“Ayrılık yaklaşıyor her gün biraz daha,
Güzelim dünya elveda
Ve merhaba
Kainat”
Nazım Hikmet
(Dördüncü
Enternasyonal’den Münihli Alman yoldaşlarının Selim için yazdıkları “Nachruf”un
(Anma yazısı veya konuşması) başına koydukları şiir)
Münih merkez istasyonu (Hauptbahnhof) yakınında, adı Vietnamca
“Su” anlamına gelen küçük çocuğu ile beni uğurlamaya gelen, artık kocaman olgun
bir adam olan Selim’in oğlu Adem’e yarım buçuk Almancamla, “babanı nasıl algılıyordun bir çocuk olarak?” diye sordum.

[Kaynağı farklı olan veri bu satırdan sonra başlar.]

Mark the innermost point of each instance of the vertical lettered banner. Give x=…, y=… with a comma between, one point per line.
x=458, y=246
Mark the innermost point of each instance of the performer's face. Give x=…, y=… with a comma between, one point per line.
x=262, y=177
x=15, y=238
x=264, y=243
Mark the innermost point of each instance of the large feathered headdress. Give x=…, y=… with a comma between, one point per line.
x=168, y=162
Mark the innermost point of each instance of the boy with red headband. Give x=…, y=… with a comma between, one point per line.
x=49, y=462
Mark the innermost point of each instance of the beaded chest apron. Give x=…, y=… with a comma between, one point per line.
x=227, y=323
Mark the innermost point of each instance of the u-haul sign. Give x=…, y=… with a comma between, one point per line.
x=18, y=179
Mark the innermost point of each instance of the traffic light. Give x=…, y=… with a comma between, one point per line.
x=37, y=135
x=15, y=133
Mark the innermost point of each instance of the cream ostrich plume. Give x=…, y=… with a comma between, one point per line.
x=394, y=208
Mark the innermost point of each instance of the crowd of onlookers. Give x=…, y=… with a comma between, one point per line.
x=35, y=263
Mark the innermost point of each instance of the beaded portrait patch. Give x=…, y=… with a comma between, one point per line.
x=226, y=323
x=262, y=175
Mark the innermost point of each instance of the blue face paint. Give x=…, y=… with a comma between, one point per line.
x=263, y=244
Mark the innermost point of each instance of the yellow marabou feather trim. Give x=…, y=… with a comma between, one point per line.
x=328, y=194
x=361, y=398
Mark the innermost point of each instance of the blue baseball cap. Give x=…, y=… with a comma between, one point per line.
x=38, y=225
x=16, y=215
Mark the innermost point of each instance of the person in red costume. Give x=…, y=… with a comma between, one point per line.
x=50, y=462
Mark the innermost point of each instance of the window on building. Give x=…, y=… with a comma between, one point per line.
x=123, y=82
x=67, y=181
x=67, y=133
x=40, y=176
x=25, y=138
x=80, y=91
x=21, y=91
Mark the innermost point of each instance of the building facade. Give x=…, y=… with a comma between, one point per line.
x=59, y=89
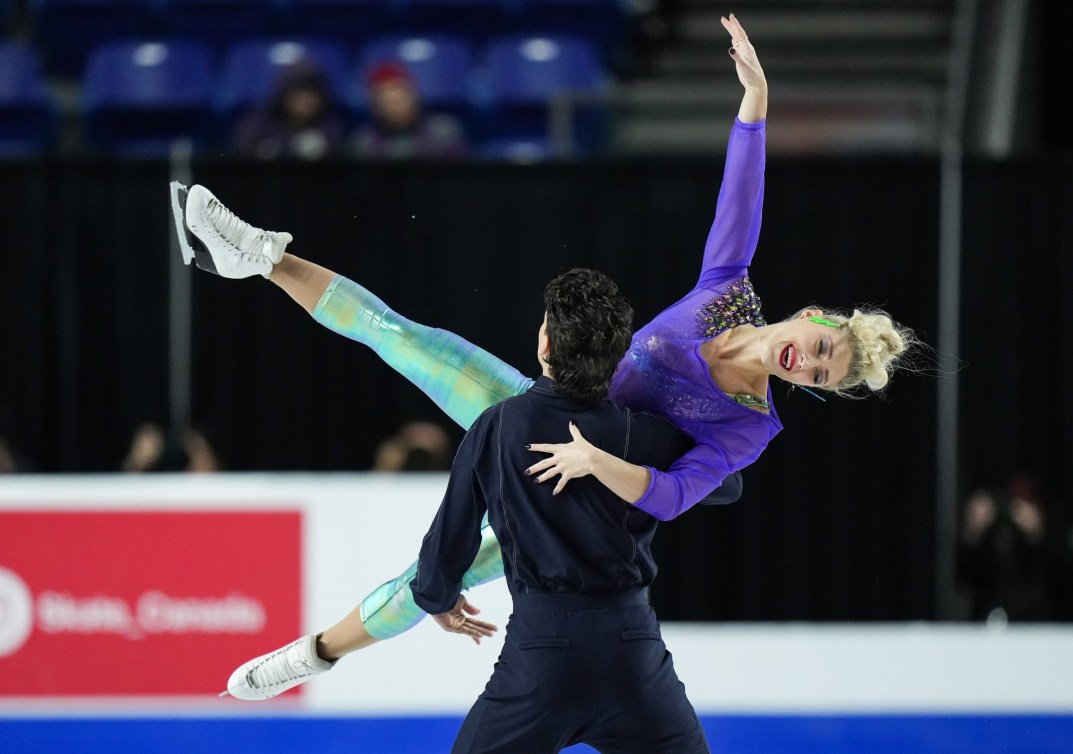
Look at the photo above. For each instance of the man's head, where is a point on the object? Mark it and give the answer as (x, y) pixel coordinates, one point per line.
(586, 331)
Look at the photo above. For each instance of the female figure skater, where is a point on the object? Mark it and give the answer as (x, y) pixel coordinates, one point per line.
(704, 364)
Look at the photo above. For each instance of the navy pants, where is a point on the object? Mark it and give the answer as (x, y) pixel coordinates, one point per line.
(583, 668)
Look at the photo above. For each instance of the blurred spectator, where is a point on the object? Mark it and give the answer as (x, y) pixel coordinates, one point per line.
(399, 128)
(152, 452)
(300, 119)
(417, 446)
(1007, 562)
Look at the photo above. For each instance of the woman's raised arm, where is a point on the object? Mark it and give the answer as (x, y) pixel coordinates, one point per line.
(736, 227)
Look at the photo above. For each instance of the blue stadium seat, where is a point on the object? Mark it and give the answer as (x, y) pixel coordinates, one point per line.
(140, 97)
(27, 116)
(217, 21)
(440, 68)
(251, 69)
(473, 19)
(350, 21)
(601, 21)
(525, 73)
(65, 30)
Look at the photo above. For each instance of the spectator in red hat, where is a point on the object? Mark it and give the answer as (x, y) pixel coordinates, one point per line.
(399, 128)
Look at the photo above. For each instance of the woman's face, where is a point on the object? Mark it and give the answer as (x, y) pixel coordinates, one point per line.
(807, 353)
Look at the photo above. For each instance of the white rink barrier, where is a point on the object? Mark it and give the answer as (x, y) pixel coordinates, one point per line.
(224, 546)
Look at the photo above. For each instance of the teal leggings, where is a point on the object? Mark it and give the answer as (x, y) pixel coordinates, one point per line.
(460, 378)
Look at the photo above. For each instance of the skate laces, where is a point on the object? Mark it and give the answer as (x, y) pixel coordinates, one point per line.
(234, 230)
(279, 669)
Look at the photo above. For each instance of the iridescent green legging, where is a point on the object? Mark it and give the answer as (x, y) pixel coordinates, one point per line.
(460, 378)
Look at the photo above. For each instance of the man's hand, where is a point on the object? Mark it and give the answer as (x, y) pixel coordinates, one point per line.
(456, 621)
(569, 460)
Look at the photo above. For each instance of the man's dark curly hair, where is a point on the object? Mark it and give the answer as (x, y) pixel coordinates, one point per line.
(589, 324)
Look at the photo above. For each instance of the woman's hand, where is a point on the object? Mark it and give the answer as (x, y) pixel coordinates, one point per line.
(568, 460)
(754, 103)
(749, 71)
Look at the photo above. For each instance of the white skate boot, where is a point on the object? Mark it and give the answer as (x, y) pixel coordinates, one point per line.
(219, 241)
(269, 675)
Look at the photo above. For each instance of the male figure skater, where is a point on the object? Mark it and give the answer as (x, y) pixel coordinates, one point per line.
(583, 659)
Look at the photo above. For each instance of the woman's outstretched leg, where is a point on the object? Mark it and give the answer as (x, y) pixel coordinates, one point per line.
(386, 612)
(390, 609)
(461, 379)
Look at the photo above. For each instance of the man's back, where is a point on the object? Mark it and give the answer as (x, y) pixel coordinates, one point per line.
(585, 538)
(584, 660)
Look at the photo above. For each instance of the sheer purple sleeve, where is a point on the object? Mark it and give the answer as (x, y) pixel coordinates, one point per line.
(689, 479)
(736, 228)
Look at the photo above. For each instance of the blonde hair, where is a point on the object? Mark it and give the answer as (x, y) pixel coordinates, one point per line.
(877, 344)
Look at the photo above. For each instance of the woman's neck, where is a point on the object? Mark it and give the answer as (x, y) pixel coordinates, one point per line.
(734, 359)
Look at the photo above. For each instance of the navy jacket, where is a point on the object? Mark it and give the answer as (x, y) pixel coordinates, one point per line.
(585, 538)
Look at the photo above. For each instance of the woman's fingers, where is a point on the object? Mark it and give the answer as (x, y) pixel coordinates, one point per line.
(541, 466)
(554, 471)
(543, 447)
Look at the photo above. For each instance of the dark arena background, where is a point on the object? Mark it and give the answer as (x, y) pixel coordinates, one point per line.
(852, 601)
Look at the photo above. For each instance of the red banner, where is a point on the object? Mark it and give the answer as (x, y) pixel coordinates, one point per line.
(143, 603)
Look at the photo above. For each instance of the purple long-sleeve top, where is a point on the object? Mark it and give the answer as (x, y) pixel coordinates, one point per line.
(664, 373)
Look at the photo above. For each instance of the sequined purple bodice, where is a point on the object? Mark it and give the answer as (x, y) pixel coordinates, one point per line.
(664, 373)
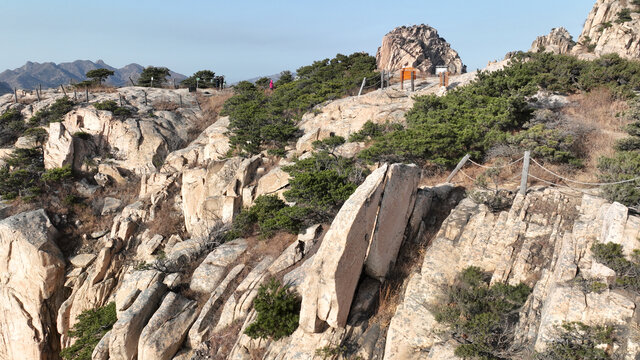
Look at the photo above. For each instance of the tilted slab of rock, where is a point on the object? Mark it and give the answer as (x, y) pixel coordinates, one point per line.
(203, 326)
(31, 280)
(417, 46)
(239, 304)
(333, 277)
(211, 271)
(395, 209)
(211, 145)
(163, 335)
(213, 195)
(544, 241)
(125, 334)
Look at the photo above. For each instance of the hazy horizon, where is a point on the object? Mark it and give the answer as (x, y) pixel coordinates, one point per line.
(249, 39)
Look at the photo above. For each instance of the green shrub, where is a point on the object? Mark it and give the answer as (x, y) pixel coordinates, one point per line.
(107, 105)
(92, 325)
(54, 113)
(40, 134)
(99, 75)
(208, 79)
(624, 165)
(329, 144)
(20, 176)
(11, 126)
(158, 74)
(268, 215)
(258, 121)
(577, 341)
(323, 182)
(57, 174)
(548, 144)
(473, 118)
(331, 352)
(278, 312)
(371, 130)
(110, 105)
(483, 315)
(627, 272)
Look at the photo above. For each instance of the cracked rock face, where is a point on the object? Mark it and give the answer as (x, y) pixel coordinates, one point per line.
(31, 279)
(604, 34)
(418, 46)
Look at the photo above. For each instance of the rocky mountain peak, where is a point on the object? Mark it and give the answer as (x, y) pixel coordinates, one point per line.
(559, 41)
(418, 46)
(613, 26)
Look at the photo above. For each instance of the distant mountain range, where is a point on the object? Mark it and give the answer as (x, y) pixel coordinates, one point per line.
(49, 74)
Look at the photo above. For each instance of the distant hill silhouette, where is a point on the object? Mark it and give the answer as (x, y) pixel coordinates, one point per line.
(50, 75)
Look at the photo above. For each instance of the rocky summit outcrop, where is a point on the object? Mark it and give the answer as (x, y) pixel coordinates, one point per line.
(559, 41)
(31, 280)
(417, 46)
(613, 26)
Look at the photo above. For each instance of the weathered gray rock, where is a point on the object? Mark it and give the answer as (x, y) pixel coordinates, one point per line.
(395, 209)
(544, 241)
(417, 46)
(559, 41)
(203, 326)
(331, 282)
(31, 280)
(101, 351)
(163, 335)
(212, 270)
(297, 250)
(58, 151)
(125, 334)
(603, 34)
(82, 260)
(111, 205)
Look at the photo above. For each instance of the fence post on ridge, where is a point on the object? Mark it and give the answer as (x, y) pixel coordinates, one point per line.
(458, 167)
(525, 173)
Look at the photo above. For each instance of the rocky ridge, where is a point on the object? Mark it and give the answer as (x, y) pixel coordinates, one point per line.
(191, 296)
(605, 32)
(417, 46)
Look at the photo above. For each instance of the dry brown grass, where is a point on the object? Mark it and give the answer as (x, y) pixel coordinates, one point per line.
(600, 112)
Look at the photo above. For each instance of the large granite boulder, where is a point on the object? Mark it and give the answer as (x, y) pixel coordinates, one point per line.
(331, 282)
(604, 31)
(559, 41)
(167, 328)
(395, 209)
(31, 280)
(417, 46)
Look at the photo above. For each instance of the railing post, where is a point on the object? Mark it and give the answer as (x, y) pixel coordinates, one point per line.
(525, 173)
(458, 167)
(362, 86)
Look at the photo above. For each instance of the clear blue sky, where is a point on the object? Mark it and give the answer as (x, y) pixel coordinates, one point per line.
(244, 39)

Sordum, çünkü kanımca bizim gibi hayatını sosyalizm için devrimci
mücadeleye veren insanların çocuklarının bizler hakkındaki izlenimleri,
algıları bizlerin onlar hakkındaki düşünce, izlenim ve algılarından çok daha
önemlidir. Tıpkı büyüklerin çocuklardan öğrendiğinin çocukların büyüklerden
öğrendiğinden daha fazlası olması gibi.
Eğer tam doğru anladıysam, Adem, mealen “Babam yaptıklarıyla
gurur (“Stoltz”) duyuyordu, ama aynı zamanda bulunduğu durumdan mutlu değildi.
Ama biz çocukları ve ailesi için elinden gelen her şeyi yapıyordu” dedi.